Verse 8
"Their horses also are swifter than leopards, and are more fierce than the evening wolves; and their horsemen press proudly on: yea, their horsemen come from far; they fly as an eagle that hasteth to devour. They come all of them for violence; the set of their faces is forwards; and they gather captives as the sand."
A careful reading of these verses shows no evidence whatever of their being any such thing as an eye-witness account of what the prophet had already seen in the past. The feature of these verses is their quality of mystery and enigma. Habakkuk was not describing a conquest he had witnessed, but was reporting an inspired vision from God, as the first verse of the prophecy stated. As Watts truly discerned, "The description is more stereotyped than historical."[19] It is similar to the prophetic picture of the advance of God's armies in Isaiah (Isaiah 5:26-30), and Jeremiah (Jeremiah 4:13). The message behind the lines is that the finger of the Almighty is moving in history. The Second head of the Scarlet Sea Beast will be succeeded by the Third.

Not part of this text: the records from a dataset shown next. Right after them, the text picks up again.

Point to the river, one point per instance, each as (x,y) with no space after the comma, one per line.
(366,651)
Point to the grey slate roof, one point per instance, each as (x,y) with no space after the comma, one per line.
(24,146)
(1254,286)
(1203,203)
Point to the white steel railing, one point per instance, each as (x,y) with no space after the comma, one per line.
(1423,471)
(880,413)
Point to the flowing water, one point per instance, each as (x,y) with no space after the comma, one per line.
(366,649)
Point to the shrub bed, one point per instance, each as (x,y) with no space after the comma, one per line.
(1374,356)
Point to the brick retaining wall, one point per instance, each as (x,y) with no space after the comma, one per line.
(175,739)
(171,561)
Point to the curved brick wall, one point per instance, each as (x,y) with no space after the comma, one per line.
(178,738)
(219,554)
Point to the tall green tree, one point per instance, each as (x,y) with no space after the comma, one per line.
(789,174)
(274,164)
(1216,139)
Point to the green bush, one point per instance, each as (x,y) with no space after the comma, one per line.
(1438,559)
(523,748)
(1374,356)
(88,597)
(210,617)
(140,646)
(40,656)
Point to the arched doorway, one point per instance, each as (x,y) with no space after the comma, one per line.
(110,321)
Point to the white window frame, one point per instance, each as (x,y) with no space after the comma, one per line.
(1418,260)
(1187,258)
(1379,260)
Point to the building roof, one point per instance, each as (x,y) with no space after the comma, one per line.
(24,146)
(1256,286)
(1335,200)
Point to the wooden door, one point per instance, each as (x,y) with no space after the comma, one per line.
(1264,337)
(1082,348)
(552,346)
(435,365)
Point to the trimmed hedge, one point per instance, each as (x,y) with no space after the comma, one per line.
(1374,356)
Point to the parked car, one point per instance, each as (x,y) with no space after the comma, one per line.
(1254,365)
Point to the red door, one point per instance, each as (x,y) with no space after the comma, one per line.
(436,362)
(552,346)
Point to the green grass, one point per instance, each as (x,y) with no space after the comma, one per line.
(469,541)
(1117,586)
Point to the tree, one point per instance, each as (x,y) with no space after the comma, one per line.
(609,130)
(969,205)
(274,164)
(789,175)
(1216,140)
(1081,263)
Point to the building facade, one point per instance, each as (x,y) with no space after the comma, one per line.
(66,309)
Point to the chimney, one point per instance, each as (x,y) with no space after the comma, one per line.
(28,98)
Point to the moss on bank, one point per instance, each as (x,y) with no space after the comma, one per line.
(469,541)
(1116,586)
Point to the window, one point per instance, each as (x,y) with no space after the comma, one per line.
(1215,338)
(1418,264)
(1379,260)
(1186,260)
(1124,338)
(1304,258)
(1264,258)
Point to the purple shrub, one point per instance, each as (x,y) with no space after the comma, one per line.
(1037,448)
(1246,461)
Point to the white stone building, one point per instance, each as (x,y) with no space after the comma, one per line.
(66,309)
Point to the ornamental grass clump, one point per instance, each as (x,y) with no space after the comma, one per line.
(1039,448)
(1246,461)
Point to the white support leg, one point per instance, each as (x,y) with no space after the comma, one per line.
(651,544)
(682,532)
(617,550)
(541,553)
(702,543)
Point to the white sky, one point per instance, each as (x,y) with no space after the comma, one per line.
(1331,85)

In the character of Assyria, Habakkuk could have read that of Babylon, both of them being, in essence, the same entity. Nevertheless, that entity is controlled and directed from heaven. "The crisis that God will resolve is related to the events of history, but it is much deeper than anything that history alone can record."[20]
The specifics here, the effective use of cavalry (the military equivalent of tanks in those ages), the pressing relentlessly forward for attack, the swiftness and suddenness of attack, and the gathering of innumerable captives - such specifics do not describe any particular siege, but all sieges, all of those things being inherent in the prophecy that the Chaldeans would destroy Judea.
"The set of their faces is forwards ..." This version (ASV) is far preferable to some of the translations which have been proposed for this difficult verse. One manuscript makes it read, "The set of their faces eastward"; but as Taylor aptly suggested, someone probably "altered a passage to make a reference to the Greeks."[21]